Chapter 217
June, 1799
Manhattan
President Henry Laurens knew that his actions would not be popular in certain areas of the country. Fortunately, the Indian Lands Treaty which reaffirmed the reservations for the "Five Civilized Tribes" of the South only mattered to a handful of settlers. South Georgia and Augusta were not popular places to homestead and only so many people coveted the Indian lands. That was what the latest hubbub was about in Manhattan. A few hundred land-hungry prospectors and settlers wanted Indian lands for themselves. Laurens would retort that this was a contemptable reason to break a treaty made in good faith. He utterly refused to even consider the matter and neither did Prime Minister Morris.
That was enough to kill any momentum towards confiscating Indian lands. However, Laurens was inclined to make adjustments to the Indian status. He disliked the idea of separate citizenship for Indians and whites. He desired to improve the Indian condition and did not see how relegating them to reservations would do anything to improve their condition. Indians should be able to travel, work and live anywhere in American territory they desired. The President was willing to leave those on the reservation to govern themselves (under the Constitution, of course) but was intent on allowing the Indians to choose for themselves whether to be American or not. Laurens proposed a new law which would grant additional privileges of rights, property, etc for the tribal reservations Indians shortly after his Presidency began.

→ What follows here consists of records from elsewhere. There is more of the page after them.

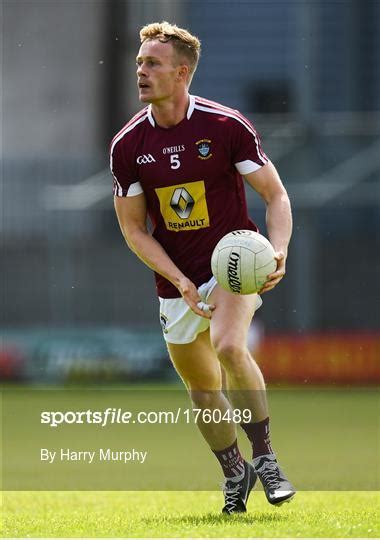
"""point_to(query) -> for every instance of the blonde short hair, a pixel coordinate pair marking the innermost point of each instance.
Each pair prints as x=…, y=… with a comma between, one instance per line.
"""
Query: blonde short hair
x=187, y=46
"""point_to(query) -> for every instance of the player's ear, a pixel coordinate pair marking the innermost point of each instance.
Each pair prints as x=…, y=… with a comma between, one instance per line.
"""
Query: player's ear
x=183, y=73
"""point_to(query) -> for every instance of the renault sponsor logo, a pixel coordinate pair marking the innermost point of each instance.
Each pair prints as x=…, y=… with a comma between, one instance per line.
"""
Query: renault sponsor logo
x=145, y=158
x=182, y=202
x=233, y=272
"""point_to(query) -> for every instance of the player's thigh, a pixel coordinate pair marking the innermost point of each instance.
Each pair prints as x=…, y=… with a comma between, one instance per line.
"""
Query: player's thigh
x=197, y=363
x=232, y=317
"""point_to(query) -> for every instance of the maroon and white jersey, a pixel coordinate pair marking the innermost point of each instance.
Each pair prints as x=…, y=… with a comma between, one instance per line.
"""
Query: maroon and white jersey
x=191, y=177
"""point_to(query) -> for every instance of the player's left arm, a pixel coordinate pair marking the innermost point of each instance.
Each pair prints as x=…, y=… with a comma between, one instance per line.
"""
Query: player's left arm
x=266, y=181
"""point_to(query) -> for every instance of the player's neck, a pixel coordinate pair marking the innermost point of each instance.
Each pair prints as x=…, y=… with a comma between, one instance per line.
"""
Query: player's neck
x=170, y=113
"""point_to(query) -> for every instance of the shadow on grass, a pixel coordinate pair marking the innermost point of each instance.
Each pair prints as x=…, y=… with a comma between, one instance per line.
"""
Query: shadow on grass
x=220, y=519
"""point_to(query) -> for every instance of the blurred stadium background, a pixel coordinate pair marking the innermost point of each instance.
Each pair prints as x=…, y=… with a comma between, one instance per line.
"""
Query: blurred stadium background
x=75, y=303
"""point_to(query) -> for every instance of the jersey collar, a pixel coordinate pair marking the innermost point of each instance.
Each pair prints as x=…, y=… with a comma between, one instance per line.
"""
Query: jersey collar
x=190, y=110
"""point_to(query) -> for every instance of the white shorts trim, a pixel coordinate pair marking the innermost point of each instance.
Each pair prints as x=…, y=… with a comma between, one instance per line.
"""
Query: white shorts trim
x=179, y=324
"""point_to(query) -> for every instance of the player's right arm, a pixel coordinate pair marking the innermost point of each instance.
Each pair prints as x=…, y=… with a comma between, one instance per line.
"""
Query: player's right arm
x=132, y=216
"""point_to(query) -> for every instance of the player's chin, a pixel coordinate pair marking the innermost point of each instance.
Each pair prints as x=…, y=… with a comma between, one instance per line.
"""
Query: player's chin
x=145, y=97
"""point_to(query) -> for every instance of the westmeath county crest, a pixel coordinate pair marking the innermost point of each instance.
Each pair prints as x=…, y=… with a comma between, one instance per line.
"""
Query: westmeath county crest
x=204, y=148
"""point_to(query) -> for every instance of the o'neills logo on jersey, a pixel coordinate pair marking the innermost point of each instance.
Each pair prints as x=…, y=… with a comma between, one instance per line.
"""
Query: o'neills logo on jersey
x=145, y=158
x=204, y=148
x=233, y=272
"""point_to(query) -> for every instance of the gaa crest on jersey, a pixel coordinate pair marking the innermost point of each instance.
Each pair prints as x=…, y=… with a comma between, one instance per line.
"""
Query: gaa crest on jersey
x=204, y=148
x=164, y=322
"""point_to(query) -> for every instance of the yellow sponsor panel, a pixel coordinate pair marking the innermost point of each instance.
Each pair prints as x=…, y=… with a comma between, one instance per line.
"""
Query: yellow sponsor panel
x=184, y=206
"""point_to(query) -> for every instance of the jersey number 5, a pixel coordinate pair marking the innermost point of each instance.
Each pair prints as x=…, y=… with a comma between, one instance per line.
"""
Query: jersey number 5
x=174, y=161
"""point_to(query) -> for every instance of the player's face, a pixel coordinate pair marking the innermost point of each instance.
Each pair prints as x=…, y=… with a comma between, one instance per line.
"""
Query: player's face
x=157, y=72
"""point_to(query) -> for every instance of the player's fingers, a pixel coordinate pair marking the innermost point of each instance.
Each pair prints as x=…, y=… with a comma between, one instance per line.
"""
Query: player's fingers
x=205, y=307
x=277, y=274
x=269, y=285
x=201, y=312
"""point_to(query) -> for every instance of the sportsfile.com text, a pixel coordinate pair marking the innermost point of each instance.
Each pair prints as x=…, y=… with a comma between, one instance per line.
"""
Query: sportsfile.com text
x=119, y=416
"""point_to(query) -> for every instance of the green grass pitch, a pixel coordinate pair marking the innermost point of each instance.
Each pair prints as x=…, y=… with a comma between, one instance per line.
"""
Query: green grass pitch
x=187, y=514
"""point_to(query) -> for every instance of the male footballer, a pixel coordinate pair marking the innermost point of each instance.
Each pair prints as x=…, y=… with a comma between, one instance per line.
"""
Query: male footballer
x=182, y=161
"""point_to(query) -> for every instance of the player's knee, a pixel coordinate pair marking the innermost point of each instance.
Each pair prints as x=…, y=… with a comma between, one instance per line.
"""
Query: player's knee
x=230, y=351
x=204, y=399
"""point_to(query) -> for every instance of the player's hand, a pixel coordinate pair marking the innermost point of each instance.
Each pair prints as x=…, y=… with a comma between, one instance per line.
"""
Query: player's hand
x=191, y=296
x=275, y=278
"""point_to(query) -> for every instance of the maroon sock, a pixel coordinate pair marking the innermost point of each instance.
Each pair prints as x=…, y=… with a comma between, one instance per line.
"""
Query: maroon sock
x=258, y=434
x=231, y=460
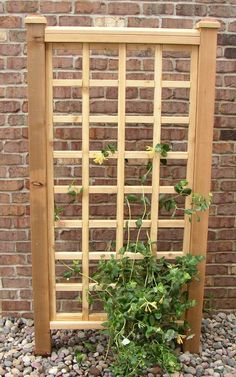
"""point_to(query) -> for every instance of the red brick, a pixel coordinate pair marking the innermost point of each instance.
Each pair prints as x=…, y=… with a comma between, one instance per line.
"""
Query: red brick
x=15, y=283
x=9, y=159
x=220, y=246
x=16, y=120
x=24, y=271
x=10, y=22
x=225, y=258
x=9, y=106
x=16, y=92
x=191, y=10
x=222, y=148
x=10, y=133
x=215, y=269
x=221, y=222
x=16, y=63
x=230, y=81
x=225, y=66
x=142, y=22
x=17, y=172
x=227, y=234
x=228, y=186
x=10, y=78
x=94, y=7
x=55, y=7
x=226, y=209
x=225, y=281
x=15, y=305
x=123, y=8
x=75, y=21
x=232, y=26
x=222, y=11
x=12, y=259
x=5, y=222
x=21, y=6
x=224, y=303
x=17, y=35
x=11, y=210
x=16, y=146
x=158, y=9
x=10, y=49
x=177, y=23
x=8, y=294
x=10, y=185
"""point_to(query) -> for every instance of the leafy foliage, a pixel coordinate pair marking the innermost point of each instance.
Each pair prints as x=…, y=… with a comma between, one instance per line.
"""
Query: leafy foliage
x=144, y=299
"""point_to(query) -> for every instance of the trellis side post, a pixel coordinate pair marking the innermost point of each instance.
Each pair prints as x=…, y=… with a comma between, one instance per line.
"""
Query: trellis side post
x=202, y=169
x=38, y=180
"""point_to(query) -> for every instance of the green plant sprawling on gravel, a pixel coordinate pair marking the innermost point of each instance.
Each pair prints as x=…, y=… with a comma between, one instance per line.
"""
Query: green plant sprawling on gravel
x=145, y=298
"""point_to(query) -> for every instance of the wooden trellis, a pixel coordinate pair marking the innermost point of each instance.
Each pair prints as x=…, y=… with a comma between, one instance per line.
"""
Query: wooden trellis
x=201, y=44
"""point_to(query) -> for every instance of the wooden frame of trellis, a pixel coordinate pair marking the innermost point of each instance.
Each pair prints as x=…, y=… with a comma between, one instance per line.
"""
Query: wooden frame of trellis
x=201, y=43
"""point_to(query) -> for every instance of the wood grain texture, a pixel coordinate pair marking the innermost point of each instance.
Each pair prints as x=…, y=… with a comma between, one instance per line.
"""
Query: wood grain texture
x=38, y=183
x=202, y=170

However, the first main adjustment to the Indian Laws was giving all Americans the right of way along Rivers and roads through Indian territory. Effectively, the country assumed control and protection of these vital transit points. This, indirectly, would reduce white (and black) resentment at the presence of these reservations as they were no longer a barrier to going west.
Only with great difficulty had Laurens, in 1797, managed to obtain legal protection of Indians throughout American territory, expressly stating they may own property and live where they pleased. This was actually difficult as some inquired if Indians would therefore be granted the franchise. Laurens, not willing to commit to such a bold Constitutional question he was sure to lose, replied that Provinces would be responsible for such decision, much as they were fore Negroes (over half the provinces either expressly granted Negroes the vote or passively allowed it without comment).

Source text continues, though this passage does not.